His wife came with him sometimes in the evenings to dinner, and then Mr. Erskine's eyes would dwell on her with a kind of gladness. For now she had a colour in her cheek and a proud look on her face, which had not been there on the day when he had first heard her pray: "O God, help my Hughie!" in the square manse pew.
God had indeed helped Hughie—as He mostly does, through human agency. And Mr. Erskine was happier too. He had found an object in life, and, on the whole, his pupil did him great credit.
He also inserted a clause in his will, which ensures that Hugh and his wife shall not be dependent in their old age upon the goodwill of a faithful but scanty flock.
And as for Hugh Peebles, probable plagiarist, he writes his own sermons now, though he always submits them before preaching to his wise friend up at Barlochan. But it is for his first success that he is always asked when he goes from home. There is a never-failing postscript to any invitation from a clerical brother upon a sacramental occasion: "The congregation will be dreadfully disappointed if you do not give us 'Tadmor in the Wilderness.'"
And Hugh Peebles never disappoints them.
PETERSON'S PATIENT
When I go out on the round of a morning I generally take John with me. John is my "man," and of course it is etiquette that he should drive me to my patients' houses. But sometimes I tell him to put in old Black Bess for a long round-about journey, and then, in that case, I can drive myself.

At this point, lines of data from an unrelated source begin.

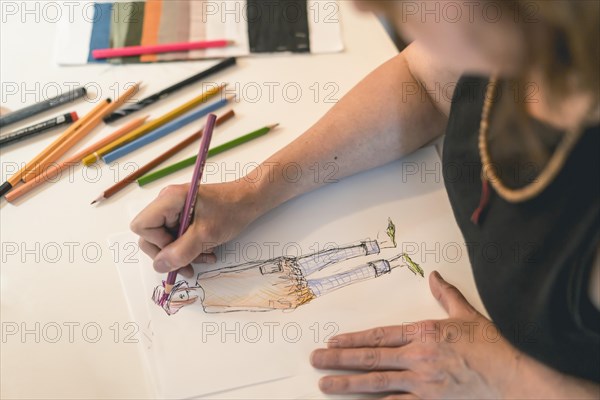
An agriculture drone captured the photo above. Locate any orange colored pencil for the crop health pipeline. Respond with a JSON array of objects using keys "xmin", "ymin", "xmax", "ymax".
[
  {"xmin": 90, "ymin": 110, "xmax": 235, "ymax": 204},
  {"xmin": 6, "ymin": 115, "xmax": 149, "ymax": 201},
  {"xmin": 0, "ymin": 99, "xmax": 111, "ymax": 196},
  {"xmin": 22, "ymin": 83, "xmax": 140, "ymax": 182}
]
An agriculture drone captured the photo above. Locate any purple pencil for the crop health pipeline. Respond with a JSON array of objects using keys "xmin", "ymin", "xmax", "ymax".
[{"xmin": 159, "ymin": 114, "xmax": 217, "ymax": 305}]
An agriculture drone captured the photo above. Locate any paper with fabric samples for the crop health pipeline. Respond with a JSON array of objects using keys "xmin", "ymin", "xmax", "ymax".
[{"xmin": 56, "ymin": 0, "xmax": 344, "ymax": 65}]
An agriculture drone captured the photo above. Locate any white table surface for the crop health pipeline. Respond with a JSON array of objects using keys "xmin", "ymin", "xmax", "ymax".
[{"xmin": 0, "ymin": 1, "xmax": 404, "ymax": 399}]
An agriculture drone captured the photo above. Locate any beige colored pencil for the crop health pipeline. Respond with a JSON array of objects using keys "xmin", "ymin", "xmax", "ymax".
[
  {"xmin": 6, "ymin": 115, "xmax": 149, "ymax": 202},
  {"xmin": 0, "ymin": 99, "xmax": 111, "ymax": 193},
  {"xmin": 22, "ymin": 83, "xmax": 139, "ymax": 182}
]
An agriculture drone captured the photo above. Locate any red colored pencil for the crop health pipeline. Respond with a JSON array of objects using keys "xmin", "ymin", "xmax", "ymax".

For Black Bess is a real country doctor's horse. She will stand at a loaning foot with the reins hitched over a post—that is, if you give her a yard or so of head liberty, so that she may solace herself with the grass and clover tufts on the bank. Even without any grass at all, she will stand by a peat-stack in as profound a meditation as if she were responsible for the diagnosis of the case within. I honestly believe Bess is more than half a cow, and chews the cud on the sly. So whenever I feel a trifle lazy, I take the outer round and Black Bess, leaving the town and what the ambitious might call its "suburbs" to Dr. Peterson, my assistant. Not that this helps me much in the long run, because I have to keep track of what is going on in Peterson's head and revise his treatment. For, though his zeal and knowledge are always to be counted on, Peterson is apt to be lacking in a certain tact which the young practitioner only acquires by experience.
For instance, to take the important matter of diagnosis, Peterson used to think nothing of standing silent five or ten minutes making up his mind what was the matter with a patient. I once told him about this.
"Why," he replied, with, I must say, some slight disrespect for his senior, "you often do that yourself. You said this very morning that it took you twenty minutes to make up your mind whether to treat Job Sampson's wife for scarlet fever or for diphtheria!"